HB 3561 requires private and public health coverage in Illinois to cover at least one early egg-allergen introduction dietary supplement and one early peanut-allergen introduction dietary supplement. The goal is to increase access to products intended for early allergen introduction (a strategy to reduce food allergy risk in infants) by removing or limiting cost barriers.

Key provisions

  • Insurance coverage requirement:
    • Group and individual accident & health insurance policies and managed care plans must cover at least one early egg allergen introduction dietary supplement and one early peanut allergen introduction dietary supplement.
    • Coverage must be provided at no cost to the covered individual, including both deductible payments and any cost-sharing amounts that would otherwise apply after a deductible is met.
  • Exceptions and federal-law limitations:
    • The coverage requirement does not apply to accident-only, specified-disease, hospital indemnity, Medicare supplement, long-term care, disability income, or other limited-benefit health insurance products.
    • The no-cost/cost-sharing limitation does not apply to catastrophic health plans or high-deductible health plans (HDHPs) to the extent applying it would cause the plan to lose its federal status (e.g., catastrophic plan status or HSA-eligible HDHP status).
    • If applying the cost-sharing limit would make an enrollee ineligible for a health savings account (HSA) under federal law, the no-cost requirement for an HDHP applies only after the enrollee’s deductible has been met.
  • Scope — amendments across multiple Illinois laws:
    • The bill amends the Illinois Insurance Code and adds parallel requirements to the State Employees Group Insurance Act, Counties Code, Illinois Municipal Code, School Code, Health Maintenance Organization Act, Limited Health Service Organization Act, Voluntary Health Services Plans Act, and the Illinois Public Aid Code — extending the requirement to state and many local governmental plans and Medicaid where applicable.
  • Enforcement:
    • Enforcement responsibilities are allocated among state agencies in the existing statutes (e.g., Department of Insurance; Department of Central Management Services for state employee plans), consistent with prior statutory enforcement structures.

Who is affected

  • Insurers offering individual and group accident & health coverage and managed care plans in Illinois.
  • Covered individuals and families (particularly infants and caregivers seeking early allergen introduction products).
  • State, county, municipal, school, and other governmental self-insured plans (statutory amendments extend requirements to these plans).
  • Medicaid/Illinois Public Aid recipients as modified by the Public Aid Code change.

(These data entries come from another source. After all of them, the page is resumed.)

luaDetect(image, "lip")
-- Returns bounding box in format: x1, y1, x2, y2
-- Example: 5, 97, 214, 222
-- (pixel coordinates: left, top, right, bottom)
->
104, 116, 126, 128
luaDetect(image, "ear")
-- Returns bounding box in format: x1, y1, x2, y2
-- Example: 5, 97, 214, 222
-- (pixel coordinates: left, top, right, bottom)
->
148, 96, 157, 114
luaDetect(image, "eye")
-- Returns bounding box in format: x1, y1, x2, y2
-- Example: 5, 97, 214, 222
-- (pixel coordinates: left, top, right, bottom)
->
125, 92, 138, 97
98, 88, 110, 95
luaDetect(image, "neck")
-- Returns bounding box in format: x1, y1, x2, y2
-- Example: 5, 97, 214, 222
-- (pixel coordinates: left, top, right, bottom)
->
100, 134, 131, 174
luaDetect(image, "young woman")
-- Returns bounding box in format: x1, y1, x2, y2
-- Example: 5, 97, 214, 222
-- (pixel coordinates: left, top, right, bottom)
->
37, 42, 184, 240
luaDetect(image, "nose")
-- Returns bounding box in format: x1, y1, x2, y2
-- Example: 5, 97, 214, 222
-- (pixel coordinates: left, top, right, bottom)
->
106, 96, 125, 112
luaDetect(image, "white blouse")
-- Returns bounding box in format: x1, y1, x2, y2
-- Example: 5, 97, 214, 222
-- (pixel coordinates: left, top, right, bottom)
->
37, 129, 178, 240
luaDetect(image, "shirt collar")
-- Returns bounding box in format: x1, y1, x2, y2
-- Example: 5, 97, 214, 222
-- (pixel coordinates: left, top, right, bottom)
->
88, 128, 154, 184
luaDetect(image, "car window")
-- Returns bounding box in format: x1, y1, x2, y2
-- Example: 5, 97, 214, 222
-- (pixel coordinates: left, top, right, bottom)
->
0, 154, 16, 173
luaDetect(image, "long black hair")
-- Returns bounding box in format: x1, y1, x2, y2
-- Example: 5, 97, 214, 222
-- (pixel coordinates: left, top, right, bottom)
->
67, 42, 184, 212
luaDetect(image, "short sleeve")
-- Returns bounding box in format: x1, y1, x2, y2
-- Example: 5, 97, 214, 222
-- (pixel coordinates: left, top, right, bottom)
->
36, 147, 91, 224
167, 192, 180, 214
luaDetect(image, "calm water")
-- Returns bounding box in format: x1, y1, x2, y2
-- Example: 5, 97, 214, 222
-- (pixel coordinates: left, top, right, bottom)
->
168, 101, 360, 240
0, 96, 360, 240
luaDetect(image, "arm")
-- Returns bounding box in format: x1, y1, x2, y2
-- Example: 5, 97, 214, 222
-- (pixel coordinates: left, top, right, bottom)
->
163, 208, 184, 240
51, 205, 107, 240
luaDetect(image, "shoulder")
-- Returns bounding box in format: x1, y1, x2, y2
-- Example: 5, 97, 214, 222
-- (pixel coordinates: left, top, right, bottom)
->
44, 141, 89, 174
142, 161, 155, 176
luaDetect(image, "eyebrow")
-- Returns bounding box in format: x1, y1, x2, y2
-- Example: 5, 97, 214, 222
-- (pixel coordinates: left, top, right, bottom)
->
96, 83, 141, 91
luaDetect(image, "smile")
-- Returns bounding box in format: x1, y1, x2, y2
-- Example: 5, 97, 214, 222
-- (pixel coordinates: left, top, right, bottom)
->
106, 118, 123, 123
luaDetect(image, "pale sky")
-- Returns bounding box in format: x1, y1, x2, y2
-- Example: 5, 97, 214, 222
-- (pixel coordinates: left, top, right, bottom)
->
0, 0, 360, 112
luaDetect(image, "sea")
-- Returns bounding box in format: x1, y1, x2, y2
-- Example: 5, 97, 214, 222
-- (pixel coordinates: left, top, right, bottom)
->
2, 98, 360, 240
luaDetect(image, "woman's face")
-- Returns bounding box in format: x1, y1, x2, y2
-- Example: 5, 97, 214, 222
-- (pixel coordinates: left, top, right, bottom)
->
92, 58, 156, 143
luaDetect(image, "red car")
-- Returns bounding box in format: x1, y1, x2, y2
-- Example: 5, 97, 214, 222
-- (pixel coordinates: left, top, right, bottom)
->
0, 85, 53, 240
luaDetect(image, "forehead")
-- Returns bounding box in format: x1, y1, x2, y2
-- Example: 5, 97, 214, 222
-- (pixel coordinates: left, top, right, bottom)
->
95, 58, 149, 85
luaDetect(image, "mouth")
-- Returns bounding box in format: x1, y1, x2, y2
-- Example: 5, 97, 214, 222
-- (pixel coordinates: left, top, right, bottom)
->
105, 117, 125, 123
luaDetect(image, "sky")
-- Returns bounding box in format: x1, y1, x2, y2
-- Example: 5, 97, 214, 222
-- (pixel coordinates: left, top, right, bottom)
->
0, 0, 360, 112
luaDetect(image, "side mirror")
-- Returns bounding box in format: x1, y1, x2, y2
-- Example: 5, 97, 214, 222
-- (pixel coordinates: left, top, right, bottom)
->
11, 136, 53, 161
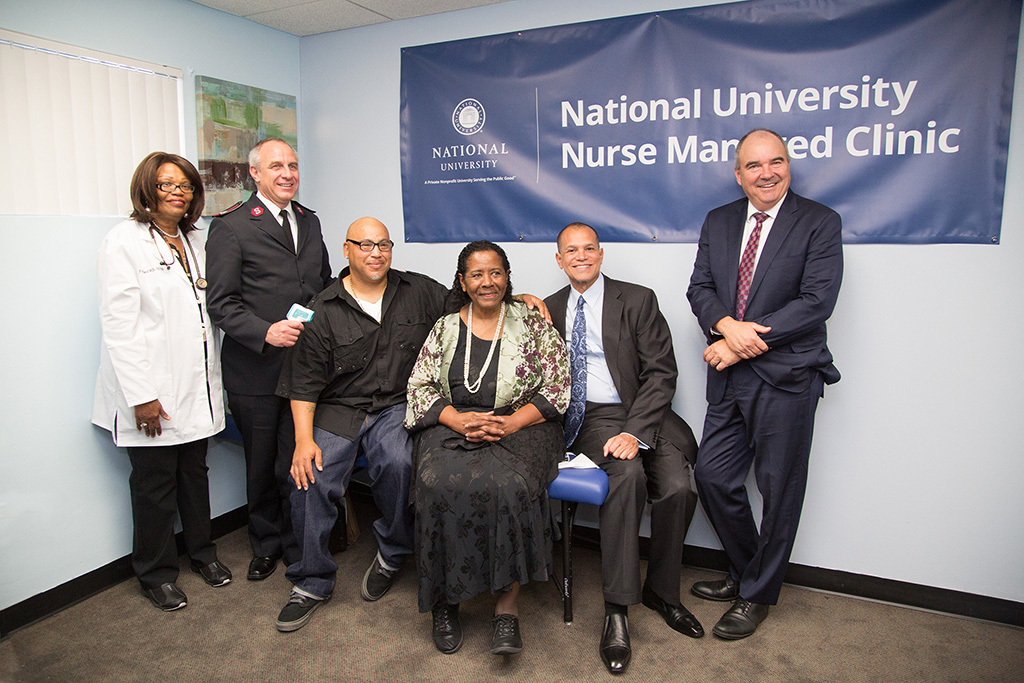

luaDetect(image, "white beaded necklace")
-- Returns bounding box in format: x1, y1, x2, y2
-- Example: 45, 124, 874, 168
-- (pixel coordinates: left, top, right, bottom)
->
462, 301, 505, 393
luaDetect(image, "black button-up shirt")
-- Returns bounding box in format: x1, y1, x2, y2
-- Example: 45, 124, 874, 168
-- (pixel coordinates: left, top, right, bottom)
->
278, 268, 447, 439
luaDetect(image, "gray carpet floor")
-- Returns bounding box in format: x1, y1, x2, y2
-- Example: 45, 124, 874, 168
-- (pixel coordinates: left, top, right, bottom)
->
0, 514, 1024, 683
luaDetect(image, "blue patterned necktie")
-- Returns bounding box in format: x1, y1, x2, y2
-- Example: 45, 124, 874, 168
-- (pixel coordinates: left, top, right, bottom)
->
565, 297, 587, 449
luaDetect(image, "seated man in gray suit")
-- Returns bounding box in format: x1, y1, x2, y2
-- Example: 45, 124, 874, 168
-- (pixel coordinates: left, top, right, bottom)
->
545, 223, 703, 674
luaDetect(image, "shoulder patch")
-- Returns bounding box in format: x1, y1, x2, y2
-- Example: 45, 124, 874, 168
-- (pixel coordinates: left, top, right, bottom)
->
213, 202, 245, 218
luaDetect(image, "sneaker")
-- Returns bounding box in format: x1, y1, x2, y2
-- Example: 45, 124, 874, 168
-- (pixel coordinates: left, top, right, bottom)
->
359, 553, 394, 602
141, 583, 188, 612
278, 591, 331, 633
191, 560, 231, 588
490, 614, 522, 654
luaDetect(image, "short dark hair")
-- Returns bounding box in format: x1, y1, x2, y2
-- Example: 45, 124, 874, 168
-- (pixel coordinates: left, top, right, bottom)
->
445, 240, 512, 313
555, 222, 601, 251
249, 137, 299, 168
735, 128, 790, 170
129, 152, 206, 232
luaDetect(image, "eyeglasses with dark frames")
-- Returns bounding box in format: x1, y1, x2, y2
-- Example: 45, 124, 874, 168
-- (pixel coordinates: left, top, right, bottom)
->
157, 182, 196, 195
345, 240, 394, 252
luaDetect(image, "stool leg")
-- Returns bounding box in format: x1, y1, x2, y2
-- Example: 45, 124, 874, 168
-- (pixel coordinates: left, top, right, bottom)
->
562, 501, 578, 624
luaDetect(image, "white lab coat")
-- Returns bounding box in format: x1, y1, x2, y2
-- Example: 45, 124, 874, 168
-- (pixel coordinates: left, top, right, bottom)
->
92, 220, 224, 446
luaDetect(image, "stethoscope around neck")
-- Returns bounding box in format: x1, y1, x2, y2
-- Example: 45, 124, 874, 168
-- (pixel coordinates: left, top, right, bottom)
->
150, 222, 207, 290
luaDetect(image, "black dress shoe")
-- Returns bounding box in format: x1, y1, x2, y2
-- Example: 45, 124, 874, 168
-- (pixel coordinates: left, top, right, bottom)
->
142, 584, 188, 612
712, 598, 768, 640
191, 560, 231, 588
601, 614, 633, 674
642, 583, 703, 638
246, 555, 278, 581
490, 614, 522, 654
690, 577, 739, 602
430, 605, 462, 654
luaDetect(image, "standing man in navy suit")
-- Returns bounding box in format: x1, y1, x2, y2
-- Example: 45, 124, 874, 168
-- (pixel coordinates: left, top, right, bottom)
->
200, 138, 331, 581
545, 223, 703, 674
686, 129, 843, 640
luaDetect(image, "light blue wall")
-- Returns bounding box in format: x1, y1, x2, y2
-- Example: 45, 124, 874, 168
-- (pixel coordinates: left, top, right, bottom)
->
0, 0, 299, 608
301, 0, 1024, 601
0, 0, 1024, 608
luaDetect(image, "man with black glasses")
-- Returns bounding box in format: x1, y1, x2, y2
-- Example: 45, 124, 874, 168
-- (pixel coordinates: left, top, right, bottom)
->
278, 217, 546, 632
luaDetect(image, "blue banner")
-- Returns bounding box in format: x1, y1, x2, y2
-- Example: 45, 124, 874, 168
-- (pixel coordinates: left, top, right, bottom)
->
401, 0, 1021, 244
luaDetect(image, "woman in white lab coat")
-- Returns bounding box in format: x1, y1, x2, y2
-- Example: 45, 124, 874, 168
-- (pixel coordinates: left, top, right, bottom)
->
92, 152, 231, 611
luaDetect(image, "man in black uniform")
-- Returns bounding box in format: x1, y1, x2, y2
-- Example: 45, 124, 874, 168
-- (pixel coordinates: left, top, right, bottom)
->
206, 139, 331, 581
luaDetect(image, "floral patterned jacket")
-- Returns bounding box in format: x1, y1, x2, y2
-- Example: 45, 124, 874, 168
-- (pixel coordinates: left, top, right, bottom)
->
406, 301, 570, 429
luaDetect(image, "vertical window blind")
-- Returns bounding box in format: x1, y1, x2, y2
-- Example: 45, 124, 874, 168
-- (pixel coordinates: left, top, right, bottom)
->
0, 30, 184, 216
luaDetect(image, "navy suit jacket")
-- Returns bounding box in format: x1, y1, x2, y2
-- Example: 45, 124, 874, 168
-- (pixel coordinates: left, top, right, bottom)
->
206, 194, 331, 396
544, 275, 696, 462
686, 189, 843, 404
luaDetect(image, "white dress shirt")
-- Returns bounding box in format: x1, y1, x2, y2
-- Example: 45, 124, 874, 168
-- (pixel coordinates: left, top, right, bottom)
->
256, 191, 299, 252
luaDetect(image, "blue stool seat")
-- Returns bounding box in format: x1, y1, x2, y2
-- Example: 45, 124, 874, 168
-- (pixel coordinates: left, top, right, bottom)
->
548, 468, 608, 624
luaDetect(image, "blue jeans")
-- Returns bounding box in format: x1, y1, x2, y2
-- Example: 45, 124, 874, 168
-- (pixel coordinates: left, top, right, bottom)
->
285, 403, 413, 599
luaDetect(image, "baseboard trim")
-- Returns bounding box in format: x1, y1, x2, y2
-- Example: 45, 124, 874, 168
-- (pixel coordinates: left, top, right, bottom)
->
0, 506, 249, 639
572, 525, 1024, 627
0, 505, 1024, 638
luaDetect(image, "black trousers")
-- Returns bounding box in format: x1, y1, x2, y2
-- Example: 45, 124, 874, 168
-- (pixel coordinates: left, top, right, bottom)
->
128, 438, 217, 588
569, 402, 697, 605
695, 364, 824, 605
227, 391, 301, 564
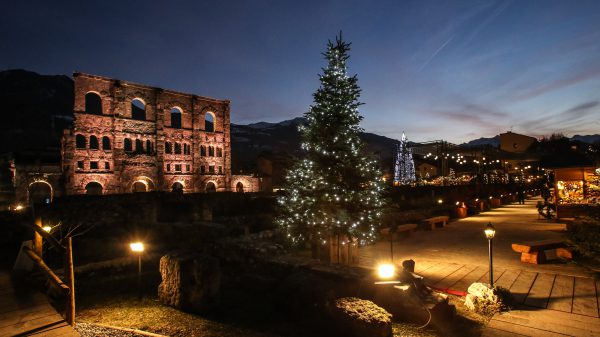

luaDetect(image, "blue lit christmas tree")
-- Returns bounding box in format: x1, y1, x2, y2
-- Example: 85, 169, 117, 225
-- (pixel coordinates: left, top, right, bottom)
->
394, 132, 416, 186
276, 35, 383, 245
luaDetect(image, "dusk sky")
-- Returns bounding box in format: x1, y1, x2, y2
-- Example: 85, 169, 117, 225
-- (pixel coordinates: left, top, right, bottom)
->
0, 0, 600, 143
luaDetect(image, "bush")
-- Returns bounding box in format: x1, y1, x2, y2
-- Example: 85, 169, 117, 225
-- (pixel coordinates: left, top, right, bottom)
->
569, 214, 600, 263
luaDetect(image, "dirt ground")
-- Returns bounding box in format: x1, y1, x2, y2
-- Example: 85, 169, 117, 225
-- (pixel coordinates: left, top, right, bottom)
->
77, 288, 488, 337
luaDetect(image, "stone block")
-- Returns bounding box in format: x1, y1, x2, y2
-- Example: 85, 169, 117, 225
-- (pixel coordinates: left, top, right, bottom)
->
331, 297, 392, 337
158, 252, 221, 313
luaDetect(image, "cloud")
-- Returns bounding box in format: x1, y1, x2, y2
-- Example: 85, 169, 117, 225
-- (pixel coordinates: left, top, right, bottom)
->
521, 101, 600, 133
563, 101, 600, 114
516, 67, 600, 100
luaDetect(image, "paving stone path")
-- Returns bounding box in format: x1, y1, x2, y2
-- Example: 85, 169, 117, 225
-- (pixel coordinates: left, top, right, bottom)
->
360, 200, 600, 337
0, 272, 79, 337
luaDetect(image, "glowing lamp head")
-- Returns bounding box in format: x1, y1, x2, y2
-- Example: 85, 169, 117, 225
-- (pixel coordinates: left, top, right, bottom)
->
483, 222, 496, 240
129, 242, 144, 253
377, 263, 396, 279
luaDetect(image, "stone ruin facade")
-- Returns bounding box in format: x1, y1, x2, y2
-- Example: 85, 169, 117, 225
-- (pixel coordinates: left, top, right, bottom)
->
61, 73, 260, 195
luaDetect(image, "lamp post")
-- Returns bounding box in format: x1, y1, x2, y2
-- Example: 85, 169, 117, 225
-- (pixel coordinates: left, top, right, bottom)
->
129, 242, 144, 300
483, 222, 496, 288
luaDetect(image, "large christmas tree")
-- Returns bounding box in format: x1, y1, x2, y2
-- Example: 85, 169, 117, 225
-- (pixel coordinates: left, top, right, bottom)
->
277, 34, 383, 244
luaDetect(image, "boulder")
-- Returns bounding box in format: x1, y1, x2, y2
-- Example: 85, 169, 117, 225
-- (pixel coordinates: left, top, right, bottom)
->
465, 282, 501, 311
158, 252, 221, 313
331, 297, 392, 337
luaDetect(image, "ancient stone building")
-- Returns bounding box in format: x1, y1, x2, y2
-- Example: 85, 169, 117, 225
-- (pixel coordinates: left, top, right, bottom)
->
62, 73, 259, 194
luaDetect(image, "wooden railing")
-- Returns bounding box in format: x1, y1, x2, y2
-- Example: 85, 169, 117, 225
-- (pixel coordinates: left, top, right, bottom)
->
23, 217, 75, 326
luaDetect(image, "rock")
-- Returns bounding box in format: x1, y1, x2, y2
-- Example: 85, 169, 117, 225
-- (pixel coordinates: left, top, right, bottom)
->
331, 297, 392, 337
465, 282, 500, 311
158, 252, 221, 313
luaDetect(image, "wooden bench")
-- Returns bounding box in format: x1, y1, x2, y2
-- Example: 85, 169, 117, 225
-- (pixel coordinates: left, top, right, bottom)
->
379, 223, 419, 240
421, 215, 450, 230
512, 240, 573, 264
556, 218, 575, 231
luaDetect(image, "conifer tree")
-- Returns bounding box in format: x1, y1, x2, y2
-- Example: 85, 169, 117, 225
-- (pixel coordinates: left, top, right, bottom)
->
394, 132, 416, 186
277, 34, 383, 244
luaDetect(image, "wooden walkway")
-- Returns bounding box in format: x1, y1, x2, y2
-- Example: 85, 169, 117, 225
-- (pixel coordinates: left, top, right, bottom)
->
404, 261, 600, 337
0, 271, 79, 337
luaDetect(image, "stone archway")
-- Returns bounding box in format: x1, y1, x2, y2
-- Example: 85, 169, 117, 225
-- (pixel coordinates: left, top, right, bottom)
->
235, 181, 244, 193
131, 180, 148, 193
27, 181, 52, 205
171, 181, 183, 193
85, 181, 102, 195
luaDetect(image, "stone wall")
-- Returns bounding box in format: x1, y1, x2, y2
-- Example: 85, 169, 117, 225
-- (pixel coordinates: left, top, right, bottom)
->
62, 73, 258, 195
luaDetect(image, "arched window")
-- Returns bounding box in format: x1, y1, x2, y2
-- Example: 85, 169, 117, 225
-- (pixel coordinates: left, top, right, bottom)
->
131, 98, 146, 121
90, 136, 98, 150
135, 139, 144, 153
85, 181, 102, 195
85, 92, 102, 115
146, 140, 154, 154
123, 138, 133, 152
27, 181, 52, 205
205, 181, 217, 193
102, 136, 110, 150
171, 108, 181, 129
75, 135, 86, 149
204, 112, 215, 132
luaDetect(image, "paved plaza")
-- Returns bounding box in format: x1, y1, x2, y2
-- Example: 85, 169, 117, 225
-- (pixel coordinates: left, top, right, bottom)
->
360, 199, 600, 337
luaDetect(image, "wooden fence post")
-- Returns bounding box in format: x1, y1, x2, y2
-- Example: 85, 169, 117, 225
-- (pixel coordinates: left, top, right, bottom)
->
65, 237, 75, 326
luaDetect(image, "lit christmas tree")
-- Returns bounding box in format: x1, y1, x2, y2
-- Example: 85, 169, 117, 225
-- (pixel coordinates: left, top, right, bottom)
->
277, 34, 383, 248
394, 132, 416, 186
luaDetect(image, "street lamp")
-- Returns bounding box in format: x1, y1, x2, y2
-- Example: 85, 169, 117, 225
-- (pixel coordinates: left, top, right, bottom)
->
129, 242, 144, 300
483, 222, 496, 288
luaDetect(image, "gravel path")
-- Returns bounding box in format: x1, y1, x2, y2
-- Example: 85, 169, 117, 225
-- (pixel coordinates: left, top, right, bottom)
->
75, 323, 141, 337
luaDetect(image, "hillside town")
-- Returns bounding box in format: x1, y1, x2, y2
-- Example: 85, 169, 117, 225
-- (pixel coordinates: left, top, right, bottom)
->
0, 0, 600, 337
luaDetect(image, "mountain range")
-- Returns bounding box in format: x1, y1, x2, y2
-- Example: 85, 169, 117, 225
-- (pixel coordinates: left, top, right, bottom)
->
0, 70, 600, 173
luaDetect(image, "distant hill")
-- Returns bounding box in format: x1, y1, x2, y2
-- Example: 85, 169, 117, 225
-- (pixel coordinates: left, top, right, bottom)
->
460, 135, 500, 147
231, 117, 397, 183
0, 70, 600, 175
0, 70, 73, 153
571, 135, 600, 144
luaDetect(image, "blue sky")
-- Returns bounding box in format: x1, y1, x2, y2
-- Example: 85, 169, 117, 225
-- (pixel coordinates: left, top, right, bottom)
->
0, 0, 600, 143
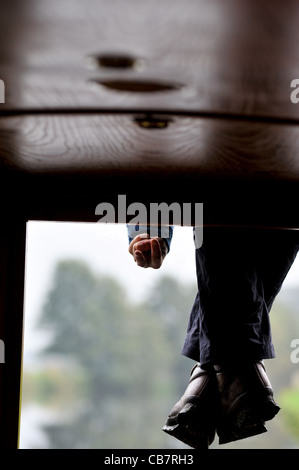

Procedural / timeline notes

  • Filed/First reading: Feb 18, 2025. Referred to Rules, Insurance Committee, and subcommittees. Latest status: In committee upon adjournment (June 28, 2025).
  • No fiscal estimates or effective dates are specified in the introduced text.

Potential impacts

  • Likely increases access and reduces out-of-pocket costs for early allergen introduction supplements, potentially supporting public-health allergy-prevention strategies.
  • Insurers and public plans may incur additional costs; potential downstream premium or budgetary effects depend on utilization and product pricing.
  • Federal HSA and plan-status constraints limit application for certain HDHPs and catastrophic plans.

Compiled from official sources — confirm details with the bill’s official record.